In the back of every dodgy businessperson’s mind in China, there seems to be the idea that cheating investors in America is both easier and less risky than cheating investors at home, as the US Securities and Exchange Commission is far away.
But Luckin’s fraud says as much about the diminution of American regulators’ once-fierce reputations, and it couldn’t have come at a worse time for China’s honest businessmen. The SEC caved a few years ago when Beijing said it would not allow US regulators access to audit working papers of Chinese companies, a concession many believe it should never have made. Clearly with an eye on Luckin’s fraud, US lawmakers are now looking at banning Chinese listings altogether from US capital markets.
It’s way too late for Luckin’s burnt investors. But one man’s trash is another man’s treasure. Those who figured out the con and shorted Luckin’s shares before they tanked give the saying a whole new meaning.—-edited from Robert Boxwell, South China Morning Post
Chinese ventures delisted from ASX (2018 & 2020)
In Year 2018，A record six Chinese companies were delisted from the Australian Securities Exchange (ASX), with controversial health firm Traditional Therapy Clinics the latest to be removed.
But why do Chinese companies want ASX listing at the first place? There are a number of reasons why Chinese companies seek to list on foreign exchanges.
Apparently it helps them get wealth out of China and there are often also Chinese Government incentives for companies that successfully list overseas.
Chinese companies starting rushing to the ASX a few years ago. “The advantage with Australia is you’ve got easier listing rules (than some other foreign exchanges) … you’ve got a main board listing and you’ve got a pretty sophisticated investor base in Australia,” said Marcus Ohm, audit partner at HLB Mann Judd.
“We’ve got compulsory superannuation, so you’ve got a big pool of investor funds ready. People generally understand speculative companies a little bit better in Australia I think.”
The prestige of being listed on a well-regarded foreign exchange is another key reason. Meanwhile, some believe Chinese companies coming to the ASX doesn’t make clear sense. “I think they list for the wrong reasons. Some of them list just because they want to bring wealth out of China,” Mr Beer said.

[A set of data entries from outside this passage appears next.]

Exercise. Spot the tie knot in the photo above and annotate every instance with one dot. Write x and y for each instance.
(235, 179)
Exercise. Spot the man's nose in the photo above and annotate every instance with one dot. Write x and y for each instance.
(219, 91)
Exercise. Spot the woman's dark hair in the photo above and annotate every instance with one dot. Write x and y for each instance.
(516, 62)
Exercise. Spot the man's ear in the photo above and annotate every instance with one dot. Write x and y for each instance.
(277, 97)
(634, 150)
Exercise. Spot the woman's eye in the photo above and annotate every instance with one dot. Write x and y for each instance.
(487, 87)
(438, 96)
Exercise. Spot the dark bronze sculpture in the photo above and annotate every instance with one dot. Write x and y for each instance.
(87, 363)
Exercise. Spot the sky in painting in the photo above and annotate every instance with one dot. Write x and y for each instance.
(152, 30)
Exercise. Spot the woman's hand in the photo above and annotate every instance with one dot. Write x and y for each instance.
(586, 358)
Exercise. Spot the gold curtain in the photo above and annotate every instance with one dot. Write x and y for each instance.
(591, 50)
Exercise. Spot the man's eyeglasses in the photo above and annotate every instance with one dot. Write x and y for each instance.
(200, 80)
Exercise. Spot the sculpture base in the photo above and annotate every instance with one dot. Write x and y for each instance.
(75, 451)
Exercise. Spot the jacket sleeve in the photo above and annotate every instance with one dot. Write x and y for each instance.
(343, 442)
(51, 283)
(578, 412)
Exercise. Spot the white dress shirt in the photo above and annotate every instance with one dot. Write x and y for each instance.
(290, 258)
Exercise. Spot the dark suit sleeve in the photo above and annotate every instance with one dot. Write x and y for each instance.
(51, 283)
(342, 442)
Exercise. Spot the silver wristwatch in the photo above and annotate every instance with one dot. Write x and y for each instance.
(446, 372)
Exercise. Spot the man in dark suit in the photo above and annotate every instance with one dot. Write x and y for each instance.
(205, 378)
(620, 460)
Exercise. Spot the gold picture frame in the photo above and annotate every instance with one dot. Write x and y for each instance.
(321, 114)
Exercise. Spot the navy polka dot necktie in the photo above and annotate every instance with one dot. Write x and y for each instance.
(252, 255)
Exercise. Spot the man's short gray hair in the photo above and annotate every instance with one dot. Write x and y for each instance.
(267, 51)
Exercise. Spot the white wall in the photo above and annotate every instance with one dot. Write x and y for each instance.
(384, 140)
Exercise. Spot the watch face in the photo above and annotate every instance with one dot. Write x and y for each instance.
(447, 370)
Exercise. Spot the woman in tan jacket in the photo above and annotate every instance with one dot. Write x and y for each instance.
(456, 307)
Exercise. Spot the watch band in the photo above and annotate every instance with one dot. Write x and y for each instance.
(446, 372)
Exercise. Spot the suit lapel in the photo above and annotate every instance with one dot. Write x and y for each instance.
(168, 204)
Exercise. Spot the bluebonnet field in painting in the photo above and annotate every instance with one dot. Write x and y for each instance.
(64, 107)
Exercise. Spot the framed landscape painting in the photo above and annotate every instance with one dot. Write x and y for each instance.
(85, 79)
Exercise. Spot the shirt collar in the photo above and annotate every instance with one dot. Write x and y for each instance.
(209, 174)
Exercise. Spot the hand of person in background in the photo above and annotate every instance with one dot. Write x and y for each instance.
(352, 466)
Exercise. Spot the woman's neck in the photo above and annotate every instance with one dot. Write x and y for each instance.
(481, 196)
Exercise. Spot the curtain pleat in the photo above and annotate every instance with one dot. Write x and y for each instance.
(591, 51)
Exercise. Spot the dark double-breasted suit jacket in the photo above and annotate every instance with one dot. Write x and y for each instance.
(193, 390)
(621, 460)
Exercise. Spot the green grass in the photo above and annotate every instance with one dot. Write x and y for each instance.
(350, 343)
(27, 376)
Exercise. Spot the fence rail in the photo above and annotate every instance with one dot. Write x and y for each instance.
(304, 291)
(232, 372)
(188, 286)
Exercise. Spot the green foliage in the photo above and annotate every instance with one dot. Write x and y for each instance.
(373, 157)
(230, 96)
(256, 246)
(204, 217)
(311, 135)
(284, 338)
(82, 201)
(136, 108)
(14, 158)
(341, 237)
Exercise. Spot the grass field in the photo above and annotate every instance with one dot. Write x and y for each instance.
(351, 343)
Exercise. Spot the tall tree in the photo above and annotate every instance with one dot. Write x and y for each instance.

Another advisor also told the ABC he was sceptical about the motives Chinese firms had for listing on the Australian exchange. Although the ASX no longer targets China like it did in the 1990s — there remained clear advantages for the ASX in listing foreign companies. “All exchanges want to grow the number of listed companies that they have. They get listing fees,” Mr Ohm said.
“They do do work to try and attract overseas companies to the exchange but the other side of that is they are not going to change the standards they expect.”
China Dairy Corporation was among the higher profile delisting cases in 2018. The reasons for its removal included corporate governance concerns, failure to inform the market of successful legal proceedings against one of its subsidiaries and completing the transfer of shares in a subsidiary without shareholder approval.
An advisor who has helped list Chinese companies in Australia told the ABC the firms often struggled to grasp Australia’s accounting standards and had trouble producing financial statements.—edited from abc.net.au
In early August 2020, we see another high profile Chinese company—-Dongfang Modern Agriculture, which was worth almost AUD 1 billion, vanished, triggering calls by investors and several former insiders for an official investigation. Before it sparks the public, the company got some healthy exposure on several main-stream papers, until almost all the key executives resigned recently. Again, the case could be very unfair for the local investors as well as for the Chinese businessmen who are doing the right things.
Maybe it is too early to judge Dongfang Modern Agriculture, but too hurtful already for the other Chinese still-listed companies in ASX.